Regressão ou progressão à média?

A primeira vez que me encontrei com este assunto foi quando meu filho mais velho, ao ler um livro, debateu comigo o impacto do conceito da regressão.


Naquele contexto do livro, o autor oferecia uma reflexão que nos dava a entender que, por "mais fora da caixa" que alguém fosse, em pouco tempo ele regrediria à média.


Nos deparamos com vários exemplos que corroboravam esta interpretação, sendo um deles a famosa frase: "Você é a média das cinco pessoas com as quais convive!", atribuída a Jim Rohn (hoje nem sabemos mais quem falou o que, de verdade).

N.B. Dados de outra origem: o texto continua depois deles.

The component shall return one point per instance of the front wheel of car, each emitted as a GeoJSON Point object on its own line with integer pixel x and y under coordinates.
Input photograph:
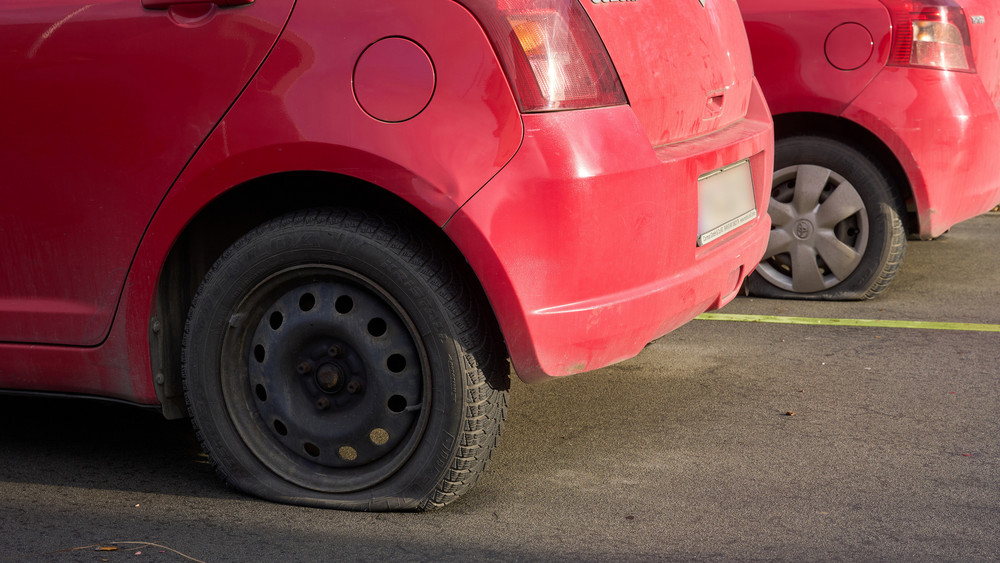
{"type": "Point", "coordinates": [836, 229]}
{"type": "Point", "coordinates": [336, 358]}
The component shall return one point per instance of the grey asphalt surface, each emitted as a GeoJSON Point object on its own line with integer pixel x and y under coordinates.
{"type": "Point", "coordinates": [684, 452]}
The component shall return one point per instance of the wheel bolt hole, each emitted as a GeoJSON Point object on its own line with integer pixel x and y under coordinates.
{"type": "Point", "coordinates": [307, 301]}
{"type": "Point", "coordinates": [344, 304]}
{"type": "Point", "coordinates": [376, 327]}
{"type": "Point", "coordinates": [280, 428]}
{"type": "Point", "coordinates": [397, 403]}
{"type": "Point", "coordinates": [396, 363]}
{"type": "Point", "coordinates": [276, 319]}
{"type": "Point", "coordinates": [379, 436]}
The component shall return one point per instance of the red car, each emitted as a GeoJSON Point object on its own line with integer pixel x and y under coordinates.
{"type": "Point", "coordinates": [886, 125]}
{"type": "Point", "coordinates": [320, 228]}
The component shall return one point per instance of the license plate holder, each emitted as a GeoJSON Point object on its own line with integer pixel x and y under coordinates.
{"type": "Point", "coordinates": [725, 201]}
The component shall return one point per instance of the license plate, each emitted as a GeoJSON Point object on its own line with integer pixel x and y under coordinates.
{"type": "Point", "coordinates": [725, 201]}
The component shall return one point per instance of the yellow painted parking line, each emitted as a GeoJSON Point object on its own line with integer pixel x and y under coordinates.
{"type": "Point", "coordinates": [926, 325]}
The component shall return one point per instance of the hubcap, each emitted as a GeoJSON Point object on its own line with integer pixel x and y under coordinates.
{"type": "Point", "coordinates": [819, 230]}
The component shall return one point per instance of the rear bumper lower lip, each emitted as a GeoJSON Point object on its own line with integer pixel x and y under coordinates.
{"type": "Point", "coordinates": [586, 246]}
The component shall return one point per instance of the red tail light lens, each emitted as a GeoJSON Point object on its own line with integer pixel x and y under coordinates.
{"type": "Point", "coordinates": [551, 53]}
{"type": "Point", "coordinates": [931, 35]}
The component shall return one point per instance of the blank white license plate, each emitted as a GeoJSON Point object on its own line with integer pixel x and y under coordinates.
{"type": "Point", "coordinates": [725, 201]}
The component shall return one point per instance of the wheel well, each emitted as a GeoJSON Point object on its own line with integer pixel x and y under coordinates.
{"type": "Point", "coordinates": [225, 220]}
{"type": "Point", "coordinates": [846, 131]}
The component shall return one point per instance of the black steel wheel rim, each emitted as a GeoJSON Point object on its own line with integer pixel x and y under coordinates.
{"type": "Point", "coordinates": [326, 379]}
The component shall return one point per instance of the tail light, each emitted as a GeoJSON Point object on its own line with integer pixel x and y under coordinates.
{"type": "Point", "coordinates": [551, 53]}
{"type": "Point", "coordinates": [932, 35]}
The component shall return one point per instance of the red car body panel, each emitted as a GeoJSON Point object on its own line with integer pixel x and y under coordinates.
{"type": "Point", "coordinates": [570, 307]}
{"type": "Point", "coordinates": [581, 230]}
{"type": "Point", "coordinates": [941, 126]}
{"type": "Point", "coordinates": [90, 101]}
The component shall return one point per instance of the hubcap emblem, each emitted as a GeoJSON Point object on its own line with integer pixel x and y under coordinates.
{"type": "Point", "coordinates": [803, 229]}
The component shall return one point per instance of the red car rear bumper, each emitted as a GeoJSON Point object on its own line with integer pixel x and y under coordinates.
{"type": "Point", "coordinates": [586, 245]}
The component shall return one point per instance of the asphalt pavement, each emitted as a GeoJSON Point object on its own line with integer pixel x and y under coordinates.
{"type": "Point", "coordinates": [726, 440]}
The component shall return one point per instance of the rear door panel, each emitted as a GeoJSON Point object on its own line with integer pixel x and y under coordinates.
{"type": "Point", "coordinates": [103, 103]}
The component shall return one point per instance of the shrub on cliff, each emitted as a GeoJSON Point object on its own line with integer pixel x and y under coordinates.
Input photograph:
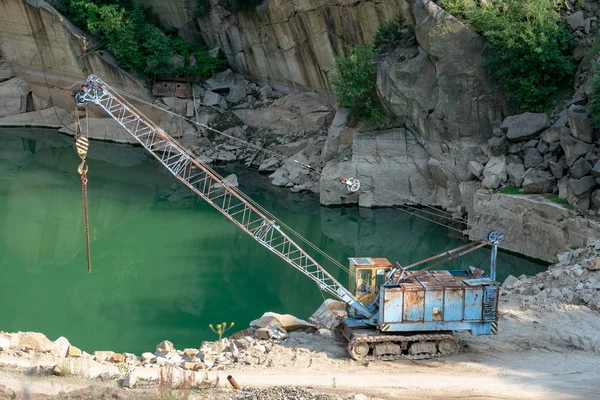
{"type": "Point", "coordinates": [138, 45]}
{"type": "Point", "coordinates": [356, 83]}
{"type": "Point", "coordinates": [595, 103]}
{"type": "Point", "coordinates": [530, 55]}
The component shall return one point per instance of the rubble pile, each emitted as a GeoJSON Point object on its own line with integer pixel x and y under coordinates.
{"type": "Point", "coordinates": [273, 339]}
{"type": "Point", "coordinates": [575, 279]}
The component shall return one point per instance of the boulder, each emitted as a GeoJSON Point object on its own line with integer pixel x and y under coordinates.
{"type": "Point", "coordinates": [551, 135]}
{"type": "Point", "coordinates": [579, 190]}
{"type": "Point", "coordinates": [476, 168]}
{"type": "Point", "coordinates": [579, 169]}
{"type": "Point", "coordinates": [269, 164]}
{"type": "Point", "coordinates": [165, 346]}
{"type": "Point", "coordinates": [576, 20]}
{"type": "Point", "coordinates": [532, 158]}
{"type": "Point", "coordinates": [573, 148]}
{"type": "Point", "coordinates": [515, 174]}
{"type": "Point", "coordinates": [236, 94]}
{"type": "Point", "coordinates": [212, 99]}
{"type": "Point", "coordinates": [340, 134]}
{"type": "Point", "coordinates": [73, 351]}
{"type": "Point", "coordinates": [102, 356]}
{"type": "Point", "coordinates": [13, 97]}
{"type": "Point", "coordinates": [509, 282]}
{"type": "Point", "coordinates": [524, 126]}
{"type": "Point", "coordinates": [498, 146]}
{"type": "Point", "coordinates": [280, 177]}
{"type": "Point", "coordinates": [191, 353]}
{"type": "Point", "coordinates": [177, 105]}
{"type": "Point", "coordinates": [286, 321]}
{"type": "Point", "coordinates": [34, 342]}
{"type": "Point", "coordinates": [57, 370]}
{"type": "Point", "coordinates": [129, 381]}
{"type": "Point", "coordinates": [60, 347]}
{"type": "Point", "coordinates": [537, 181]}
{"type": "Point", "coordinates": [557, 169]}
{"type": "Point", "coordinates": [6, 72]}
{"type": "Point", "coordinates": [596, 170]}
{"type": "Point", "coordinates": [494, 173]}
{"type": "Point", "coordinates": [581, 127]}
{"type": "Point", "coordinates": [265, 92]}
{"type": "Point", "coordinates": [236, 132]}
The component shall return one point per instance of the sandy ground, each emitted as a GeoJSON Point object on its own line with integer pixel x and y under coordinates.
{"type": "Point", "coordinates": [550, 354]}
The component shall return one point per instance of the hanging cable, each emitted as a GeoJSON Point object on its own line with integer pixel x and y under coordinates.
{"type": "Point", "coordinates": [82, 145]}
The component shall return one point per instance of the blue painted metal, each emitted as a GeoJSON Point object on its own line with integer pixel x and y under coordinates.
{"type": "Point", "coordinates": [438, 301]}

De outro ponto de estudo, a regressão à média foi identificada em experimentos médicos e, nestes casos, torna-se necessária a criação de grupos de controle para aferir os resultados que são compostos por pessoas que não recebem o tratamento proposto nos ensaios.

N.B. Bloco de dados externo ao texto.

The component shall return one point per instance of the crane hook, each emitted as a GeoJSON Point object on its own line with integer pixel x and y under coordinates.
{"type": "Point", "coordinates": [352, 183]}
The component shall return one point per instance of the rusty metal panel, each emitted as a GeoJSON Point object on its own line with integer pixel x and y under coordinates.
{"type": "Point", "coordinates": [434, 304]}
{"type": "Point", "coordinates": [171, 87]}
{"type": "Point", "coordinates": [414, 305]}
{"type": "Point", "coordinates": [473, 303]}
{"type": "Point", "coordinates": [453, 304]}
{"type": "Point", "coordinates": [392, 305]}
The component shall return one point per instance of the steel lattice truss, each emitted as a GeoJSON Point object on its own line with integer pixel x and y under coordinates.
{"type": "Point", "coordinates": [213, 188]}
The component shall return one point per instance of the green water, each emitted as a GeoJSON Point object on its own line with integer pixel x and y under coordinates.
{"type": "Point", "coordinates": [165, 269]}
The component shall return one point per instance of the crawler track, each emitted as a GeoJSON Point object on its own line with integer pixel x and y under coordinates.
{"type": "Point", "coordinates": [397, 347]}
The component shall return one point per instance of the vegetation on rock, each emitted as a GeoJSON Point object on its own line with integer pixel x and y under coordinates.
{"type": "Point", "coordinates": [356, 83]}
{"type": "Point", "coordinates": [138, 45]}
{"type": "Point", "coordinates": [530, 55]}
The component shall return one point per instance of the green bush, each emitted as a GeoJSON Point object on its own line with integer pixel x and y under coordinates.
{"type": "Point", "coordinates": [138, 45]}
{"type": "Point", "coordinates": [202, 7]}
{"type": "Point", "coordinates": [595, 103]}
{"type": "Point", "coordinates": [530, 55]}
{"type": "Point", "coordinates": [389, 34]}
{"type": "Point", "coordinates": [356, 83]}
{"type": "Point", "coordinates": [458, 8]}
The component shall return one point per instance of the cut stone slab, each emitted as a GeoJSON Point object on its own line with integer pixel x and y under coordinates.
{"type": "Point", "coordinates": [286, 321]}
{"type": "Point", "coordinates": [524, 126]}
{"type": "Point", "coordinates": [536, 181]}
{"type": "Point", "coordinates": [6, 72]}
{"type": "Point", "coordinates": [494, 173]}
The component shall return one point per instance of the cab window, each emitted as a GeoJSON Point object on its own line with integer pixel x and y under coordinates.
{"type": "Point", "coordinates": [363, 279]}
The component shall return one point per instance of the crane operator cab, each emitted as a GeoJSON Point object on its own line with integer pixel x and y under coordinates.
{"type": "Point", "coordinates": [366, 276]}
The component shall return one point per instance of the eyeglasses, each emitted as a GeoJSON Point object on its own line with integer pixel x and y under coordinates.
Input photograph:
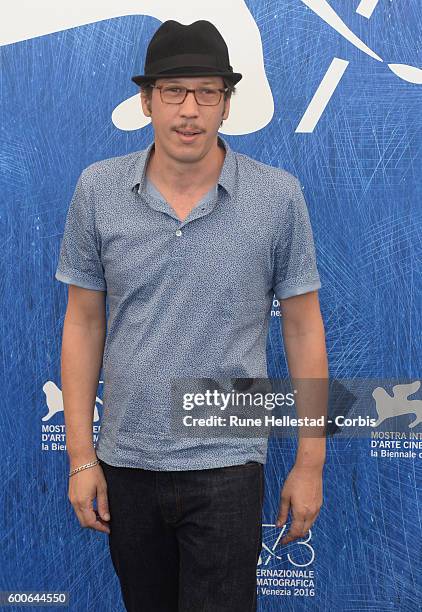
{"type": "Point", "coordinates": [204, 96]}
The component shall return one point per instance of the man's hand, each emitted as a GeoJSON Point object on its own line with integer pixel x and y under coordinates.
{"type": "Point", "coordinates": [84, 487]}
{"type": "Point", "coordinates": [302, 492]}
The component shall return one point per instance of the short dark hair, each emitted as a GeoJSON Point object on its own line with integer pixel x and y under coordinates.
{"type": "Point", "coordinates": [147, 89]}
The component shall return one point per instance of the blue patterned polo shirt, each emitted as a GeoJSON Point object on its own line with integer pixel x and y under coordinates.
{"type": "Point", "coordinates": [187, 298]}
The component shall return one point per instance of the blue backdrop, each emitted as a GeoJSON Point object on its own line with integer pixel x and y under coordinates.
{"type": "Point", "coordinates": [361, 172]}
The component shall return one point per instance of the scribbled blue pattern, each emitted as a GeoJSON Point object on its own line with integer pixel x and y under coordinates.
{"type": "Point", "coordinates": [361, 169]}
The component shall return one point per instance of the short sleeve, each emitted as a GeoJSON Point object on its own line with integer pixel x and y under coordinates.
{"type": "Point", "coordinates": [294, 263]}
{"type": "Point", "coordinates": [79, 260]}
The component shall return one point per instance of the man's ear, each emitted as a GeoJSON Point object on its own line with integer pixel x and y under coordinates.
{"type": "Point", "coordinates": [146, 105]}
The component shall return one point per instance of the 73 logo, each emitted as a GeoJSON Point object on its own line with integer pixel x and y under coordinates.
{"type": "Point", "coordinates": [271, 536]}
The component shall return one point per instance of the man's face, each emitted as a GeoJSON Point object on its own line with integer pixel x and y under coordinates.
{"type": "Point", "coordinates": [170, 119]}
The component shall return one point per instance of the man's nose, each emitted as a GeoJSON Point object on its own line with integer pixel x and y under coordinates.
{"type": "Point", "coordinates": [189, 107]}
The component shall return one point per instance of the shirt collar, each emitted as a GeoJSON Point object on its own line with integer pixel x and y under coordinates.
{"type": "Point", "coordinates": [226, 178]}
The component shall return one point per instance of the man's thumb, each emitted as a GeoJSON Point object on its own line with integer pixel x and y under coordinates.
{"type": "Point", "coordinates": [102, 505]}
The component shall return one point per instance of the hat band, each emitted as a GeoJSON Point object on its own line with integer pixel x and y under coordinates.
{"type": "Point", "coordinates": [183, 60]}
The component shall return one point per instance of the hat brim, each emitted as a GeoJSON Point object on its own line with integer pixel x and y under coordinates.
{"type": "Point", "coordinates": [233, 77]}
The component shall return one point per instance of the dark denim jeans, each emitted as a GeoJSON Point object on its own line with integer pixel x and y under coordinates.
{"type": "Point", "coordinates": [186, 541]}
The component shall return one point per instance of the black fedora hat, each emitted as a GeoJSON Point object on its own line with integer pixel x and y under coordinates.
{"type": "Point", "coordinates": [181, 50]}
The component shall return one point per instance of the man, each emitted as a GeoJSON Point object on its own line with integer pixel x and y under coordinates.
{"type": "Point", "coordinates": [189, 240]}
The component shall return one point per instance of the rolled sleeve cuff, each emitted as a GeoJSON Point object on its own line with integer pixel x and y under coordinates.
{"type": "Point", "coordinates": [284, 290]}
{"type": "Point", "coordinates": [81, 280]}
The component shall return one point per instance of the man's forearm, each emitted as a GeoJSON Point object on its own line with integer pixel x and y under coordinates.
{"type": "Point", "coordinates": [307, 359]}
{"type": "Point", "coordinates": [81, 359]}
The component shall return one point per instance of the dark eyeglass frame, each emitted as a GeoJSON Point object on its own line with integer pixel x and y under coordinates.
{"type": "Point", "coordinates": [160, 87]}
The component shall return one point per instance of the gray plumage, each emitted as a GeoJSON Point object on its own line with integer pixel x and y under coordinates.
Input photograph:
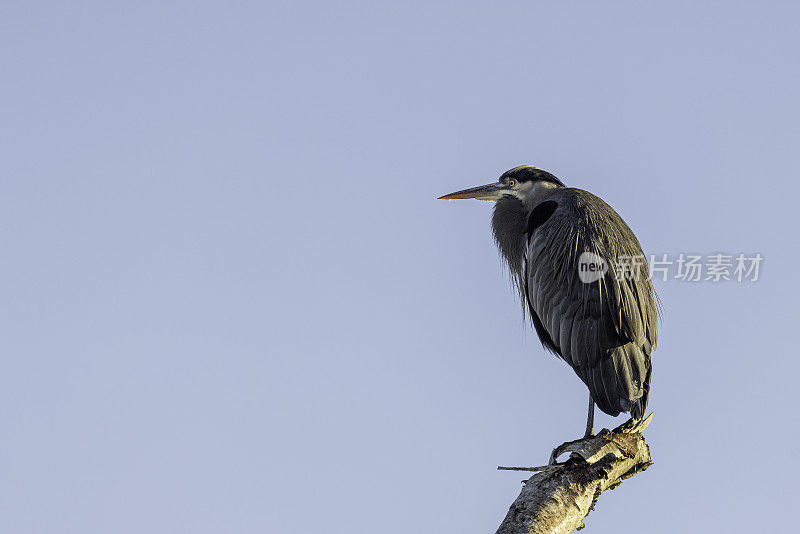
{"type": "Point", "coordinates": [605, 330]}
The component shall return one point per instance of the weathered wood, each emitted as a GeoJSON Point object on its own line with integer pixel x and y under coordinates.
{"type": "Point", "coordinates": [557, 498]}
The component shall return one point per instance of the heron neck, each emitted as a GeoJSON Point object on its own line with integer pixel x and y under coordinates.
{"type": "Point", "coordinates": [509, 221]}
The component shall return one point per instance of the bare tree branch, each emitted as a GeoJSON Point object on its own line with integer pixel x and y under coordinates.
{"type": "Point", "coordinates": [557, 498]}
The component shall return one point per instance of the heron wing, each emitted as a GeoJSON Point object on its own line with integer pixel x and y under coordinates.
{"type": "Point", "coordinates": [606, 329]}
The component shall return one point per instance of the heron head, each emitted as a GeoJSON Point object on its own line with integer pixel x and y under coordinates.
{"type": "Point", "coordinates": [521, 182]}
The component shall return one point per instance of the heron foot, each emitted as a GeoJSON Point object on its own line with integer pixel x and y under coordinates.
{"type": "Point", "coordinates": [560, 449]}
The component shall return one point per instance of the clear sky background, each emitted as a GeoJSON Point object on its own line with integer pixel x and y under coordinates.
{"type": "Point", "coordinates": [232, 303]}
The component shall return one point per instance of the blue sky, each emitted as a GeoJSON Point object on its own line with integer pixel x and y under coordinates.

Por mais que você seja fora da curva, a convivência levará você para a média.

Então os "gurus de gente" decidiram que você tem que trocar de mesa, se na sua mesa você for o mais foda, e procurar uma mesa em que você esteja algumas casinhas para trás para ser levado à uma nova média.


Daí, então, podemos entender que o objetivo é: uma progressão à média!


Por fim, temos ouvido muitos destes "gurus" profetizarem: "Águia voa com Águia" ou uma outra versão da mesma balela: "Águias não voam com pardais". Isso é tão hitlerista! Dá uma lidinha em Mein Kempf.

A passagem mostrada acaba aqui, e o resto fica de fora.